The researchers also found that nephrocystin-6 interacts directly with a transcription factor called ATF4/CREB2. Transcription factors regulate the activity of other genes by turning them on or off.
“NPHP6 appears to increase the activity of this transcription factor,” says Otto. “This is the first connection between a causative gene for nephronophthisis and a mechanism to regulate gene transcription. It’s significant, because it gives us new information about the disease processes involved in NPHP.”
“This finding confirms the unifying theory for renal cystic diseases,” Hildebrandt says. “It appears that all proteins mutated in cystic kidney disease of humans, zebrafish, mice and other vertebrates are expressed in sensory cilia, basal bodies or centrosomes.”
In future research, Hildebrandt’s research team will continue searching for what they believe will be many other genes involved in NPHP.
“The fact that there are so many genes is a mixed blessing,” he says. “It makes them hard to find, but once we have them, we can piece together the full sensory cilium pathway. This will help us understand the pathology of kidney and retinal disease.”
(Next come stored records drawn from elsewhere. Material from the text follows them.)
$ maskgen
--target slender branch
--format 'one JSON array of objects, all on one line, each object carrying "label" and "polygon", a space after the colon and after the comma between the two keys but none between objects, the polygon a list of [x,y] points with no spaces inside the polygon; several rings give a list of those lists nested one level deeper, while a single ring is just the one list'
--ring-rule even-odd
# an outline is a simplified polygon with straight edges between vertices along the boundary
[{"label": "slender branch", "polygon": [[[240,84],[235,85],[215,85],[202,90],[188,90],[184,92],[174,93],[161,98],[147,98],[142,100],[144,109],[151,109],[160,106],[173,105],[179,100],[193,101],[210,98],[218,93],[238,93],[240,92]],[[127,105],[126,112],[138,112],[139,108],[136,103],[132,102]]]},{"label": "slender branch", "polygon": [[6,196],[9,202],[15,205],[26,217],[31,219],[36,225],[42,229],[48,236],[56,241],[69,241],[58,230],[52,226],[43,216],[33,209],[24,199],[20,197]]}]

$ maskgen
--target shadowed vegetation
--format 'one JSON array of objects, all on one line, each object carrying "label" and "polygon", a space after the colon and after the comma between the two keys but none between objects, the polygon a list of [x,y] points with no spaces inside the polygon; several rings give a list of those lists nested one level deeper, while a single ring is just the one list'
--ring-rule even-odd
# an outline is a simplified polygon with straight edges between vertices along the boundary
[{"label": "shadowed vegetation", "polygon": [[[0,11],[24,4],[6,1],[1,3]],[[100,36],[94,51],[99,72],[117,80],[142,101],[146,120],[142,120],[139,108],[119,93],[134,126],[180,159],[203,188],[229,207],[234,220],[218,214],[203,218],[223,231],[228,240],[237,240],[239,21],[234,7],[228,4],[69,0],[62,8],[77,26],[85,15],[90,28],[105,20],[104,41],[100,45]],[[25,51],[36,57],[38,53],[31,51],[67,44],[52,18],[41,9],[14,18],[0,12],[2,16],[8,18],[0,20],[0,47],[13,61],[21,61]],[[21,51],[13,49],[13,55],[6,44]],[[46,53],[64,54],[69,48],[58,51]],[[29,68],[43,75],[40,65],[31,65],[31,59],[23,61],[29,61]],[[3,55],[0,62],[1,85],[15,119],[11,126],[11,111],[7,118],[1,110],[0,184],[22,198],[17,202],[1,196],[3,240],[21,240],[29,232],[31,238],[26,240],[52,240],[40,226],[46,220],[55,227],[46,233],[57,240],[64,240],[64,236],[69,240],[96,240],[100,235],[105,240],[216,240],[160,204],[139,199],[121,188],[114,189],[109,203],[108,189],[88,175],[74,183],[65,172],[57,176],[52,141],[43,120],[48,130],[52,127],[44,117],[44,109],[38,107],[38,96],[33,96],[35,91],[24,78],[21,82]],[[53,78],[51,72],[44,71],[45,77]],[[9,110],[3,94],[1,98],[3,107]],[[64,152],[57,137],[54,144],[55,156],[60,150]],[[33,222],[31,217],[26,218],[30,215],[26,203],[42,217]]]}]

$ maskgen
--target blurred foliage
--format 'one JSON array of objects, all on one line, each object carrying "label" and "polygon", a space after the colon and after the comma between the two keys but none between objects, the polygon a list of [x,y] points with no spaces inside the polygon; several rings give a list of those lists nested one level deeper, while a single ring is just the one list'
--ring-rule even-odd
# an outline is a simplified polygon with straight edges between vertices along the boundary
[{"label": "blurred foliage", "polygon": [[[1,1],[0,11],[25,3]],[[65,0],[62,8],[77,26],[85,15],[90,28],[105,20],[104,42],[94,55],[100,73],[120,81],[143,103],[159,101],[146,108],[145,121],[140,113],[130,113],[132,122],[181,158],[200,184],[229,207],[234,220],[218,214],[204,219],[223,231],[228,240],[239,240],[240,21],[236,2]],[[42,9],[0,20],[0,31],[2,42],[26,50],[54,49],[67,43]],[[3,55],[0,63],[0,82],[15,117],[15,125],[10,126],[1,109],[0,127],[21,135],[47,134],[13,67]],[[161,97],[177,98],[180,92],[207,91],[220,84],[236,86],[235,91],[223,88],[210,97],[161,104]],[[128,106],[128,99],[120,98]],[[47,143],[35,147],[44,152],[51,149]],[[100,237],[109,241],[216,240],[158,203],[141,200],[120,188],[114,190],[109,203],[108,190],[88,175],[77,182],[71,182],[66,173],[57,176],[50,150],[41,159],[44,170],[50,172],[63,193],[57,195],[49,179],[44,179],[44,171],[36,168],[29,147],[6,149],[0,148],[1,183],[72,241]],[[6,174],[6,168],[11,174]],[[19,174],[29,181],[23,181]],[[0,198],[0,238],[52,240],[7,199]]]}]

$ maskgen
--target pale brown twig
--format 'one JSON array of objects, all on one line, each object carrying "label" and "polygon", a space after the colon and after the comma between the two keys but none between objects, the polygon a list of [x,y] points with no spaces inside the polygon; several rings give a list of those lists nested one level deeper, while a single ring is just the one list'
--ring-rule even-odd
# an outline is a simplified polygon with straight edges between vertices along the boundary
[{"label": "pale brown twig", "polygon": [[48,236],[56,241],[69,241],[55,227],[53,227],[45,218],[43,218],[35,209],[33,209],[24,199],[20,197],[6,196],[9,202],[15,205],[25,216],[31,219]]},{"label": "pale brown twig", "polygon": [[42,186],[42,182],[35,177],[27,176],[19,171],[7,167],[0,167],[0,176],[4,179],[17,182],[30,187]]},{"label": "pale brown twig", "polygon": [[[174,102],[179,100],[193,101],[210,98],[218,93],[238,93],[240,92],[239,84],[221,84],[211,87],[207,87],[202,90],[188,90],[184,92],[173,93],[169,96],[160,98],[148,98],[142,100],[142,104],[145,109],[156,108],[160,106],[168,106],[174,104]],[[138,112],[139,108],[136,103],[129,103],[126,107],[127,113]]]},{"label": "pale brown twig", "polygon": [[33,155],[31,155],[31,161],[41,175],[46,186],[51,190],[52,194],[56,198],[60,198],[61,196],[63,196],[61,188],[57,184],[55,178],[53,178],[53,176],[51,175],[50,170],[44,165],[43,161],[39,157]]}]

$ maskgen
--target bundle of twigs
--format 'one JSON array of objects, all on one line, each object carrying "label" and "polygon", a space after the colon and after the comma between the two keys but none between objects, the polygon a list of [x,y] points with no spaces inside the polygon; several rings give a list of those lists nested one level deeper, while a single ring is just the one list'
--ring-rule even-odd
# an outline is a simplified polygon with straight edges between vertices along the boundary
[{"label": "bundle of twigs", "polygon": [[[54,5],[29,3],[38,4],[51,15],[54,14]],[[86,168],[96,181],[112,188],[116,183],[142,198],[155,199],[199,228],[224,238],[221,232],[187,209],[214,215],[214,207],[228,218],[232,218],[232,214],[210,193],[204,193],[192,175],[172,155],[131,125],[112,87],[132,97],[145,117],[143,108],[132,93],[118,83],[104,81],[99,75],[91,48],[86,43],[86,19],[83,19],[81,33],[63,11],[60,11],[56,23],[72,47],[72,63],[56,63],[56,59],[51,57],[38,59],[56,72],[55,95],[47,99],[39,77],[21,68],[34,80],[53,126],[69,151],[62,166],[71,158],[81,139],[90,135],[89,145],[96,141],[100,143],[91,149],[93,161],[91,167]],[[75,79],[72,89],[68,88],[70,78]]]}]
“Knock-out” animals like zebrafish and sea squirt developed for the research study could be used someday to screen drug compounds that might block the effects of defects in nephrocystin-6 or other NPHP-associated proteins, according to Hildebrandt. But he cautions that medical applications are still many years away.
“One has to be cautious, because the remedy for cystic kidney disease could make retinal disease worse,” he says. “The machine is diverse and intricate. It’s like in cancer - you can’t give just one drug for all kinds of cancer. But understanding the common signaling pathway involved will eventually benefit all these diseases.”
Hildebrandt’s research is funded by the National Institutes of Health, the Foundation Fighting Blindness, Research to Prevent Blindness and many other foundations. The University of Michigan has filed patent applications on technology related to this research.
More than 40 scientists from many research institutions collaborated in the study. Other U-M collaborators included research fellows John A. Sayer, M.D., who was co-first author of the paper; John O’Toole, M.D.; Juliana Helou, M.D.; Massimo Attanasio, M.D.; and Boris Utsch, M.D.; in addition to Hemant Khanna, Ph.D; Anand Swaroop, Ph.D.; Hwankyu Lee, Ph.D., Ronald G. Larson, Ph.D., and Susan J. Allen.